や、これはあかんでしょう。これはフォロー出来ない。ごめんなさい。今回の話は、冗長、この一言に尽きる。まあこの作者は物語を語るのに修飾部分が多い傾向にあることはわかっているので、それ自体はかまわないのだけど、これは最初からわかっていることを延々と引き伸ばしているだけに思えるので、これは許容できない。ようするにですねー、脱獄犯の話が邪魔なんですよ。脱獄犯の話は、完全に読者をミスリードさせるためだけに組み込まれた話なので、基本的に物語的な意味は無いんですよね。もちろん、ミスリードさせると言う意味はあるんだけど、問題は、そのミスリードが上手く機能してないないことにある。あきらかに見え見えすぎるミスリードなので、読者としては上手く騙されたいと思いつつも、絶対これ違うよなあ…としか思えないのだ。読者としては早く核心に迫って欲しいのだが、なかなかそこまで進んでくれないもどかしさ。結局なー、ストーリー自体は、ほとんど短編のレベルなんだよなー。元々、上手く動かすにはすごく独創的過ぎる設定なので、物語を上手く転がすことが出来ていないように思える。そのあたりがすごく惜しいと言うか、勿体無いというか。
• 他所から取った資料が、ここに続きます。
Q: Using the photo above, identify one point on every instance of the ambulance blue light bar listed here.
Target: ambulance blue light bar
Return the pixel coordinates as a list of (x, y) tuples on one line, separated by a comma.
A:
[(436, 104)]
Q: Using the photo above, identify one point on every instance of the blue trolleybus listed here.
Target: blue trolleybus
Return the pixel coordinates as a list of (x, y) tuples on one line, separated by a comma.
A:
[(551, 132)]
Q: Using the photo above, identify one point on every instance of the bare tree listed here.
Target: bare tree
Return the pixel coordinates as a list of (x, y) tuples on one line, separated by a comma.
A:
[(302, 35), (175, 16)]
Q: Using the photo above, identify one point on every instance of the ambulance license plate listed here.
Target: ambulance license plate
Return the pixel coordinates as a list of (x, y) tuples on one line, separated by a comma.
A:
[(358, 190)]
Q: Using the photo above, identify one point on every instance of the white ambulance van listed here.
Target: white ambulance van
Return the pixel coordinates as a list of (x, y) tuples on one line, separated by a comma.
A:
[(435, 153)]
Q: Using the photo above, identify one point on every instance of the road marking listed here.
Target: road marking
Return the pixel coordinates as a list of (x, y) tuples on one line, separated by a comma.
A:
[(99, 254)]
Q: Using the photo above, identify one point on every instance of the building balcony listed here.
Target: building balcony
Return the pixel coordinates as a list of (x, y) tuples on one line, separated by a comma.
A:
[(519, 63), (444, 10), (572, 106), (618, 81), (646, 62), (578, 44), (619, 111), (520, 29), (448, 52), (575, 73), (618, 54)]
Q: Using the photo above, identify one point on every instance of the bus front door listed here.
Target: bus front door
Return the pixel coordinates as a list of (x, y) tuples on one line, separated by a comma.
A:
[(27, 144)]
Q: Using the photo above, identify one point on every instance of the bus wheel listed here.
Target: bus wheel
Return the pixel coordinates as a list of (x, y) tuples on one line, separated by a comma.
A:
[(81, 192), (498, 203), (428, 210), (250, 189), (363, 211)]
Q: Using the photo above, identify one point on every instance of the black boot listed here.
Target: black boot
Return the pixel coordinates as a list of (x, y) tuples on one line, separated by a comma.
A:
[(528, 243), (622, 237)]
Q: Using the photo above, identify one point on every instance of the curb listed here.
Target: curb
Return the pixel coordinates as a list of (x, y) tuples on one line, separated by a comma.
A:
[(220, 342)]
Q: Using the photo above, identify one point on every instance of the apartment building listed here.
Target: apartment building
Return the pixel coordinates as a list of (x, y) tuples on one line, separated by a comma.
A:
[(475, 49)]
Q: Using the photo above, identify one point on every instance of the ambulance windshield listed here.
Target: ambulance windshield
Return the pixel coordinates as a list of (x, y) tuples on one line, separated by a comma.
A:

どちらにせよ、高い評価をつけることは難しくなるのであった。まあこれはうがった見方をしてしまう自分だけかもしれないので、作品としての出来不出来を云々するよりも、自分は駄目だと思うと言うに止める。

どうでもいいんだが、最後のバトルについては、土御門がきちんと説明をしてくれれば良かったのではなかろうか。バトルをする意味がよくわからん。